There’s a heart-sinking moment in this week’s New Tricks, when a woman witness asks to speak “to a female officer”. Uh-oh, you’ll be thinking, here it comes.


Yes, it’s a wholly specious, completely incongruous rape storyline, presumably because all other plot avenues are blocked by the heavy-handed interplay between the Tricksters (which is what New Tricks has always been about, surely?) or the sheer exhaustion of a series that is in its death throes and will be laid to rest for good in a mere six weeks’ time.

Rape stories in dramas are justified only in the most select of circumstances; a rape story has to mean something profound, something that takes us to new levels of understanding. It isn’t a hand grenade to be thrown into a moth-ridden cop show that’s run out of ideas. Writer Sally Wainwright used rape with devastating brilliance in Happy Valley, where we saw nothing of the act, but the fall-out was incendiary and heart-rending; it was a proper, assiduously mapped-out story.

We don’t actually see the commission of the crime in New Tricks either, thank heavens, but we hear an account of an historic assault from the victim. In fairness, the actress burdened with this hellish plot-backpack makes a good job of her speech. Sadly for her the “female officer” who listens to her is Detective Chief Inspector Sasha Miller (Tamzin Outhwaite), a stranger to empathy. Sasha listens while attempting to appear concerned but ends up looking as if she’s reading a bus timetable on a wet night. “You’ll get nothing from her, love,” I yearned to say as the victim’s pain spread across the interview room table between them, like an ink blot.


But New Tricks is such a flat, stale show that it has no business dabbling in anything important, not any more. It certainly has no business using a rape storyline purely to drive a plot that touches the very edges of believability, before jumping over the side. At the very least, the juxtaposition of the Tricksters joshing over an icon apparently filled with the mystical ashes of new member Ted Case’s dad’s ashes and something horrible that destroys real lives, is queasy.

Remember the ghastly, albeit unseen, sexual assault on Anna in Downton Abbey, something that interposed itself into a piece of soapy historical fluff like a punch to the head? I suppose you could say, at the very least, that this had consequences, though it was almost universally reviled as an unwelcome intrusion of violence. Meanwhile The Fall made rape and serial killing look as lovely as a perfume ad.

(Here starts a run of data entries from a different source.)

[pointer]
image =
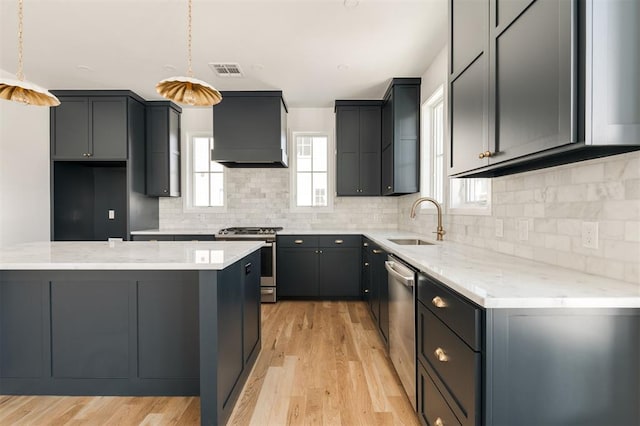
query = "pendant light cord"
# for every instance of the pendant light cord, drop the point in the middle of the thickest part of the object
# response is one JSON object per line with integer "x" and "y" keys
{"x": 20, "y": 74}
{"x": 190, "y": 71}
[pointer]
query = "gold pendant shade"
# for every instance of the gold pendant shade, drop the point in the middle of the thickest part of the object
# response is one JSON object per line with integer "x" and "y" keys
{"x": 20, "y": 90}
{"x": 189, "y": 90}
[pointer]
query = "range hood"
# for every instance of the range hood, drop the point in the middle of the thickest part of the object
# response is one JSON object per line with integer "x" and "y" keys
{"x": 250, "y": 129}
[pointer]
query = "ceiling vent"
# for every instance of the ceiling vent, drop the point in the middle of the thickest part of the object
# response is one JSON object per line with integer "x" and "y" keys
{"x": 226, "y": 69}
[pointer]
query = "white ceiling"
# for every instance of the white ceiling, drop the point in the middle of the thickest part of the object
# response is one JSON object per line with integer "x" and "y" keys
{"x": 298, "y": 46}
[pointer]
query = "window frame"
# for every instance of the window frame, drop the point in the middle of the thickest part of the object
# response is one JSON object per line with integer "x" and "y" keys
{"x": 187, "y": 178}
{"x": 293, "y": 176}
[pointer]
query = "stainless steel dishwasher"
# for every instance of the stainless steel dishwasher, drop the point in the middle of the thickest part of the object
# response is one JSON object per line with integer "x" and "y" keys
{"x": 402, "y": 323}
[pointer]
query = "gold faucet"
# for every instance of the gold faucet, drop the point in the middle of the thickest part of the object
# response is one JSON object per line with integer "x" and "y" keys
{"x": 440, "y": 231}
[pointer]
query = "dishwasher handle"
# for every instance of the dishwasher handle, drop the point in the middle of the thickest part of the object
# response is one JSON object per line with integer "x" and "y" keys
{"x": 407, "y": 281}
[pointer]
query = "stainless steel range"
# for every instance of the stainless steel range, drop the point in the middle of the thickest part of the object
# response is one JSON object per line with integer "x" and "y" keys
{"x": 267, "y": 258}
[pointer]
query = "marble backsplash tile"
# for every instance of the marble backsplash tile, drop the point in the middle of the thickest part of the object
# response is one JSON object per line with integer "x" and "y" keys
{"x": 555, "y": 202}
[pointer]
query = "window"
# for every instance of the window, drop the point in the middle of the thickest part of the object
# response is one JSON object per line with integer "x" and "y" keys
{"x": 433, "y": 146}
{"x": 206, "y": 187}
{"x": 311, "y": 170}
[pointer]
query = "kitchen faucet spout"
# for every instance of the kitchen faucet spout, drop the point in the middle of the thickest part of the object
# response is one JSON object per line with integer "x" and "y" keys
{"x": 440, "y": 231}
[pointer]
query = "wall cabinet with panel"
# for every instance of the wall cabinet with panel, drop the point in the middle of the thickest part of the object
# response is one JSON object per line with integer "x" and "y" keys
{"x": 543, "y": 82}
{"x": 98, "y": 166}
{"x": 318, "y": 267}
{"x": 163, "y": 149}
{"x": 358, "y": 139}
{"x": 401, "y": 137}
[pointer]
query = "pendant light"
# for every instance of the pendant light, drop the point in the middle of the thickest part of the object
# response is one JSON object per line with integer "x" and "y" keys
{"x": 20, "y": 90}
{"x": 189, "y": 90}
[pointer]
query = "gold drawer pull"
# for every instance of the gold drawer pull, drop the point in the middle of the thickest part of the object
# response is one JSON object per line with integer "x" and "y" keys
{"x": 441, "y": 355}
{"x": 438, "y": 302}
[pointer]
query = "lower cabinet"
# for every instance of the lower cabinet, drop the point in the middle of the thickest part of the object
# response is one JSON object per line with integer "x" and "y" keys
{"x": 318, "y": 267}
{"x": 375, "y": 286}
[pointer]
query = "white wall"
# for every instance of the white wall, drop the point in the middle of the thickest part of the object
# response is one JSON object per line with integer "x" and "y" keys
{"x": 24, "y": 172}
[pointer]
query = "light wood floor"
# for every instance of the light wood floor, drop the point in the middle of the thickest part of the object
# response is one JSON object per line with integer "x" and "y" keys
{"x": 321, "y": 363}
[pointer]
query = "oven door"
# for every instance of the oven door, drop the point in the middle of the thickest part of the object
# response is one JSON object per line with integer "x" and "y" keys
{"x": 268, "y": 272}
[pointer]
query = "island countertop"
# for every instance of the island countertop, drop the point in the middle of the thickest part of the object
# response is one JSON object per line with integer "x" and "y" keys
{"x": 130, "y": 255}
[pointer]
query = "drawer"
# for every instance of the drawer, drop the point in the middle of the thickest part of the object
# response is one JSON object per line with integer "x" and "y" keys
{"x": 297, "y": 241}
{"x": 463, "y": 317}
{"x": 454, "y": 363}
{"x": 339, "y": 240}
{"x": 433, "y": 410}
{"x": 197, "y": 237}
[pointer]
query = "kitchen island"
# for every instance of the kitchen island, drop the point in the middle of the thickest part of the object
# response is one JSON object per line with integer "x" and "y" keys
{"x": 130, "y": 318}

There are no consequences in New Tricks. The woman tells her story, the episode is dusted off, and ends with a spectacularly lame piece of practical jokery. 

I realise, of course, that New Tricks must be a rapacious beast, but it’s a knockabout cop show that bears no relation to reality. Dennis Waterman, who left at the start of the final series, told RT recently about how much he and his old muckers in the original cast had so much fun, and how “strangers would come up to me to say how obvious it was that we [the original cast] loved working together”. Well, good for you. Frankly, I don’t care if you left each other freshly baked jam tarts every morning or conversely pushed each other down open manholes, I’m interested in the acting, not the actors’ circle of friendship. But this grab at gravitas should never have seen the light of day in a worn-out show.